Old sales tactics damage our industry’s reputation (and leave money on the table)

There are always those who play the fear card when it comes to generating residential alarm system sales. Recently, one alarm sales story made the news, and judging from the coverage, it elicited significant negative public reaction to the alarm industry.

The story was about a big alarm company that canvassed a neighborhood with marketing flyers. The unfortunate part of the story is that those flyers were distributed immediately after a tragic home invasion had occurred in that neighborhood, a home invasion that ended with the murder of three family members.

Apparently, the alarm company’s marketing actions made the local news, and we as an industry were faced with an egg on our face that doesn’t wash off easily. And while that egg doesn’t wash off easily, we still have to wash our faces of such actions. I am of the firm opinion that as an industry, we can and should do a better job of marketing ourselves to reclaim the much deserved and hard earned public respect we seem to have lost in many ways.

Let’s face it, the media has not shown our industry in a very positive light in recent years. What does the public hear? They hear about false alarms and police non-response. They learn of unscrupulous alarm dealers providing atrocious service and leaving the homeowner no recourse. Sometimes the news stories tell of excessive delays responding to actual break-ins, and now the poor judgment of one major company which pounced on the neighbors of a brutal triple-murder home invasion. And when these kinds of stories come up, the media is happy to shine their spotlight on the industry. Sadly, these stories blot out the stories of the lives and property we save every day. Sometimes I wonder if we aren’t our own worst enemy!

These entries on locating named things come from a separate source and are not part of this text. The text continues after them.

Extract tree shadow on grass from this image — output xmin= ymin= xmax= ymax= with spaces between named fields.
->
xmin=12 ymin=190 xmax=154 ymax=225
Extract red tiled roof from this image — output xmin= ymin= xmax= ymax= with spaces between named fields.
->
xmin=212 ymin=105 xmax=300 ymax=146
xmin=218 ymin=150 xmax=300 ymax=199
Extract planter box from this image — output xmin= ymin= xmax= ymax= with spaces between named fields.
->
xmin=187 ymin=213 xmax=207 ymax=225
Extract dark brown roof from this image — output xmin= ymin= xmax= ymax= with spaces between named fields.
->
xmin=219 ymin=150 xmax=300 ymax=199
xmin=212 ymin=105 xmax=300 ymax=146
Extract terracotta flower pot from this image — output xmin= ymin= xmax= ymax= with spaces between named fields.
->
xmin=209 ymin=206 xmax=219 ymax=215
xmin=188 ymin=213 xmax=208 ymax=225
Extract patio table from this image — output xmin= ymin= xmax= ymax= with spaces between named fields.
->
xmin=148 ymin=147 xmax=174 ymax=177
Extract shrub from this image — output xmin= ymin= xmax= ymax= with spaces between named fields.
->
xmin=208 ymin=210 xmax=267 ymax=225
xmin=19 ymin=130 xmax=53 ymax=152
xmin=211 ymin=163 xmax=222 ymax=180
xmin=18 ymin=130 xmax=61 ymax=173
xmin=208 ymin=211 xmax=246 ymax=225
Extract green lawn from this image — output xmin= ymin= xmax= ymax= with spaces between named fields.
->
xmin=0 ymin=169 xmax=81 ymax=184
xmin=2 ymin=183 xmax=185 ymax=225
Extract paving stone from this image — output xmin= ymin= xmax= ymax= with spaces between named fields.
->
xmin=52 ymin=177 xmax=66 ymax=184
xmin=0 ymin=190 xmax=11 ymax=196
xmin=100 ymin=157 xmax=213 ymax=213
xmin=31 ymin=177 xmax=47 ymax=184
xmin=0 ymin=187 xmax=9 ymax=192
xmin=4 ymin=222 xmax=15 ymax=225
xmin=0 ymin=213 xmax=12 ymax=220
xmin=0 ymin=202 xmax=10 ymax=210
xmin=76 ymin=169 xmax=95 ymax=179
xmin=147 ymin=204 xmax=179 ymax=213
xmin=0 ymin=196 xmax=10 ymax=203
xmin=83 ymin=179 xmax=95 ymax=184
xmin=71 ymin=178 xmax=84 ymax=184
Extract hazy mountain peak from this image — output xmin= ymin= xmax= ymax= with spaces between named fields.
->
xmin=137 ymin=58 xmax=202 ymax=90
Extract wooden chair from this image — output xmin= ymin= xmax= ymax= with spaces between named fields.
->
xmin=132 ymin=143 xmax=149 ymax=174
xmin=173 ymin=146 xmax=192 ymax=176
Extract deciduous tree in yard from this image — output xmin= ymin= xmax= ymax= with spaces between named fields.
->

What’s clear is that, still today, many people working in our industry believe fear sells, and perhaps they are correct to some buyers. Many people also believe alarm sales are pain sales. Again, maybe this is the case when it comes to the old routine sales approach.

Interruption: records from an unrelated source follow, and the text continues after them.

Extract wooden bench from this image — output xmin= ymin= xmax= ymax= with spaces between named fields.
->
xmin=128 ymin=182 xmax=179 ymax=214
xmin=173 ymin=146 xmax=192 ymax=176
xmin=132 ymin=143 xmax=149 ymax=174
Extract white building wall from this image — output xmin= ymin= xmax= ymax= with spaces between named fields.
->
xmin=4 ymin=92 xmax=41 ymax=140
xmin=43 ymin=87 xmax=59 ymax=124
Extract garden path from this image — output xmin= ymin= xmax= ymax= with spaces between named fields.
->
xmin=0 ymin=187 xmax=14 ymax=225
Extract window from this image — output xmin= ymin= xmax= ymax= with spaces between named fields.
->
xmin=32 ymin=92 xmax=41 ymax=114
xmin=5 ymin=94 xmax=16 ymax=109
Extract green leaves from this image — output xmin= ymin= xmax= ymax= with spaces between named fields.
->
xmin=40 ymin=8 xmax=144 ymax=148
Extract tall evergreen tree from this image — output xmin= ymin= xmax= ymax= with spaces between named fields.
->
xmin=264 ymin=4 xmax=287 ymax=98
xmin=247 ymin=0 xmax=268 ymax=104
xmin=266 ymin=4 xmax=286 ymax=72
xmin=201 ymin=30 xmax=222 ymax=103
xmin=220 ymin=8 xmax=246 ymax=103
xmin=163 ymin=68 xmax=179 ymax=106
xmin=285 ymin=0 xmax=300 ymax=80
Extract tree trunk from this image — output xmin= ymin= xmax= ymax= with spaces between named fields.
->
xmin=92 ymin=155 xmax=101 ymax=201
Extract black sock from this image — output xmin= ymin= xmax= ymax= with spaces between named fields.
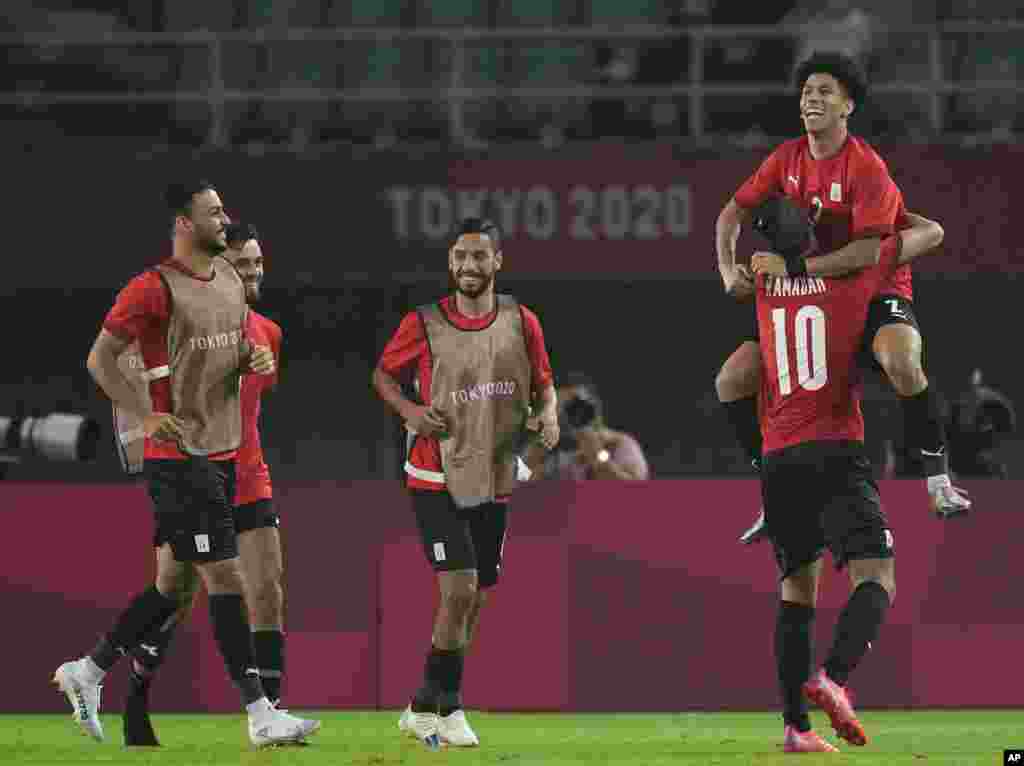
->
xmin=209 ymin=593 xmax=265 ymax=705
xmin=89 ymin=586 xmax=178 ymax=670
xmin=253 ymin=631 xmax=285 ymax=701
xmin=900 ymin=386 xmax=949 ymax=476
xmin=412 ymin=646 xmax=443 ymax=713
xmin=129 ymin=616 xmax=178 ymax=678
xmin=824 ymin=582 xmax=889 ymax=686
xmin=775 ymin=601 xmax=814 ymax=731
xmin=437 ymin=649 xmax=466 ymax=716
xmin=720 ymin=396 xmax=761 ymax=469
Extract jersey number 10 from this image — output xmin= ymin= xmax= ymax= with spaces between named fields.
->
xmin=771 ymin=306 xmax=828 ymax=396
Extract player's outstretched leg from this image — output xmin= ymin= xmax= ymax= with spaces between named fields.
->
xmin=804 ymin=558 xmax=895 ymax=746
xmin=53 ymin=656 xmax=103 ymax=742
xmin=53 ymin=586 xmax=178 ymax=741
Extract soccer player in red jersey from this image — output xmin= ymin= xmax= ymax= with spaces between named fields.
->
xmin=373 ymin=218 xmax=558 ymax=748
xmin=716 ymin=53 xmax=970 ymax=517
xmin=752 ymin=230 xmax=899 ymax=753
xmin=124 ymin=222 xmax=294 ymax=746
xmin=54 ymin=181 xmax=319 ymax=746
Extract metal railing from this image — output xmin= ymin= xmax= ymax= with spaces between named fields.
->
xmin=0 ymin=22 xmax=1024 ymax=145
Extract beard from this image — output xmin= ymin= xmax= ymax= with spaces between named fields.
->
xmin=453 ymin=273 xmax=495 ymax=298
xmin=196 ymin=235 xmax=227 ymax=256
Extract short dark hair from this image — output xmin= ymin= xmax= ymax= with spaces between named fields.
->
xmin=224 ymin=221 xmax=259 ymax=250
xmin=455 ymin=218 xmax=502 ymax=253
xmin=796 ymin=51 xmax=867 ymax=107
xmin=164 ymin=178 xmax=213 ymax=218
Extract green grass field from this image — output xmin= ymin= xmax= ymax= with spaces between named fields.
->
xmin=0 ymin=711 xmax=1024 ymax=766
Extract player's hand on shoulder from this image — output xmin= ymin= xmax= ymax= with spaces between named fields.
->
xmin=142 ymin=413 xmax=184 ymax=441
xmin=406 ymin=405 xmax=449 ymax=438
xmin=751 ymin=251 xmax=788 ymax=276
xmin=249 ymin=345 xmax=278 ymax=375
xmin=724 ymin=263 xmax=754 ymax=300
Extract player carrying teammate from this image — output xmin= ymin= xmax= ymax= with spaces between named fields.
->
xmin=716 ymin=53 xmax=970 ymax=517
xmin=752 ymin=209 xmax=899 ymax=753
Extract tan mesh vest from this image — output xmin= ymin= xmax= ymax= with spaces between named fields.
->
xmin=418 ymin=295 xmax=532 ymax=508
xmin=157 ymin=256 xmax=247 ymax=455
xmin=114 ymin=342 xmax=153 ymax=473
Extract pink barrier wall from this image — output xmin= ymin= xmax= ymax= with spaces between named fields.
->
xmin=0 ymin=480 xmax=1024 ymax=712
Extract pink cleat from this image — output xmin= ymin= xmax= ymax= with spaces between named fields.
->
xmin=782 ymin=726 xmax=839 ymax=753
xmin=804 ymin=669 xmax=867 ymax=748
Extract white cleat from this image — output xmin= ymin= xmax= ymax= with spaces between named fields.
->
xmin=398 ymin=705 xmax=417 ymax=737
xmin=398 ymin=706 xmax=441 ymax=750
xmin=437 ymin=710 xmax=480 ymax=748
xmin=249 ymin=709 xmax=321 ymax=748
xmin=928 ymin=483 xmax=971 ymax=519
xmin=53 ymin=659 xmax=103 ymax=742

In the “old days”, some personal injury lawyers were known as “ambulance chasers” because of the way they pursued new clients. I happen to know a number of alarm owners who did a similar thing in years past; they had police scanners in their cars. They sold a ton of systems that way, but in the process also left a ton of money on the table because they were not taking advantage of selling real value.

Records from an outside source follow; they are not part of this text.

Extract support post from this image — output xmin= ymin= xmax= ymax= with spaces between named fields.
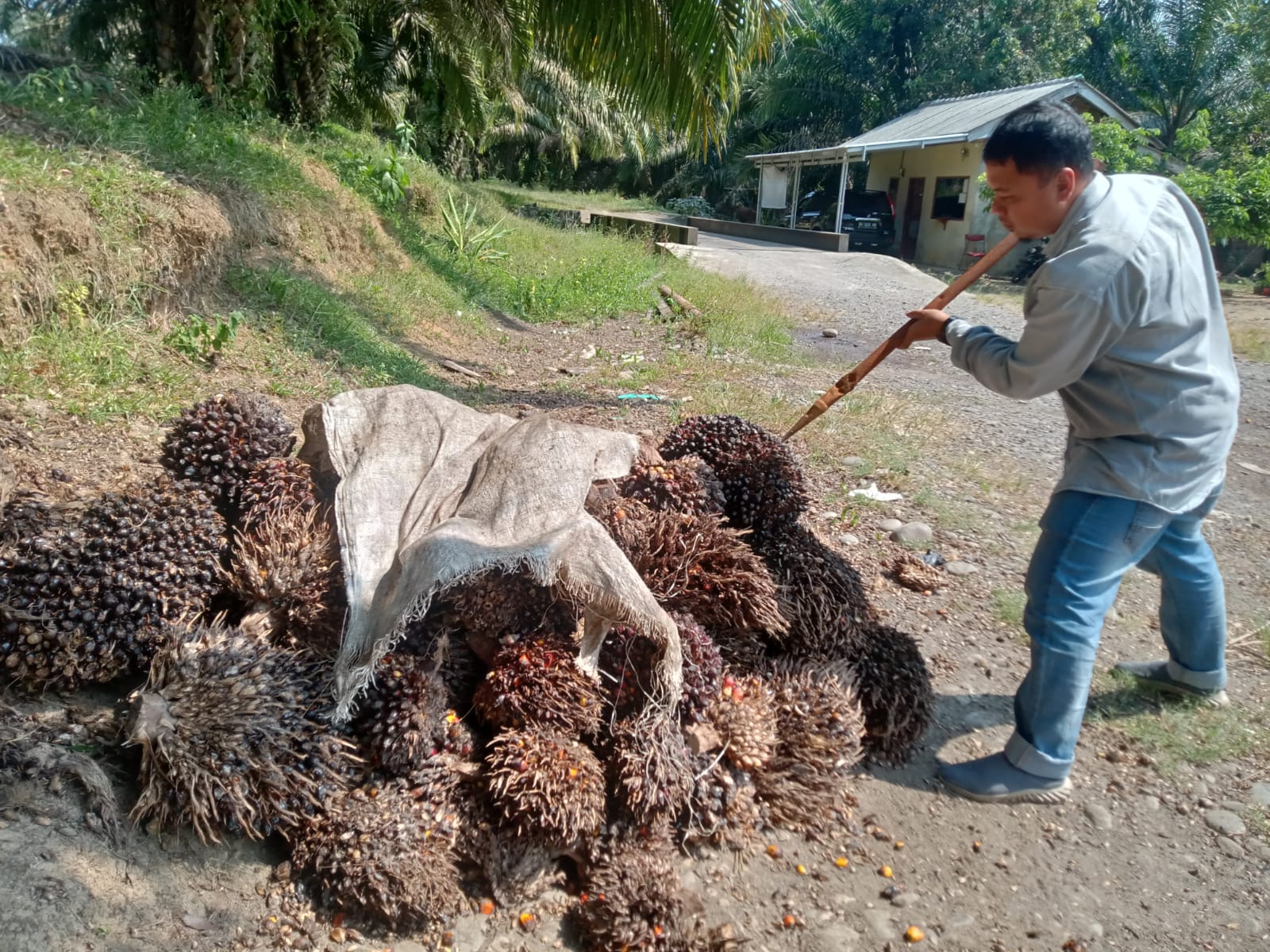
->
xmin=833 ymin=152 xmax=847 ymax=235
xmin=790 ymin=165 xmax=802 ymax=228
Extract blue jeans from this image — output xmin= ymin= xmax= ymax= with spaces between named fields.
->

Motivations Other Than Fear

Let’s talk about motivations. Fear and pain are negatives. Comfort, peace of mind, information, control, safety and relationships are positives. The companies with a local presence have a significant advantage today; that’s a positive. The advantage is that your employees and your managers all live and work right here in the neighborhood. Your kids go to the same schools and your family shops at the same stores. In other words, your neighborhood is also your client’s neighborhood. The question is, do you make the intentional effort to create sales from this perspective, and do you creatively mentor your employees to do the same? Are your sales people willing to cold call and knock on doors to simply introduce themselves as a neighbor who happens to be a security professional?

Do you motivate your employees to do the same when they go to the local drug store or dry cleaners? I’ll bet that very few of the folks your sales people and employees regularly patronize have any idea what they do for a living and how they can be instrumental in helping these people not only secure their homes, but also provide a host of additional “added value” services that can enrich their lives and provide true peace of mind. The last time I checked, many of the pharmacists, dry cleaners, retail store employees, gas station owners, and just about everyone else you do business with on a daily basis have homes in your area. Every time you and your employees do business with them is creates a wide open door to at least speaking with these people about the services your firm provides. Do your people do this? If so, then you’re on the right track. If not, then think about how you can sell your team on the idea of building business this way.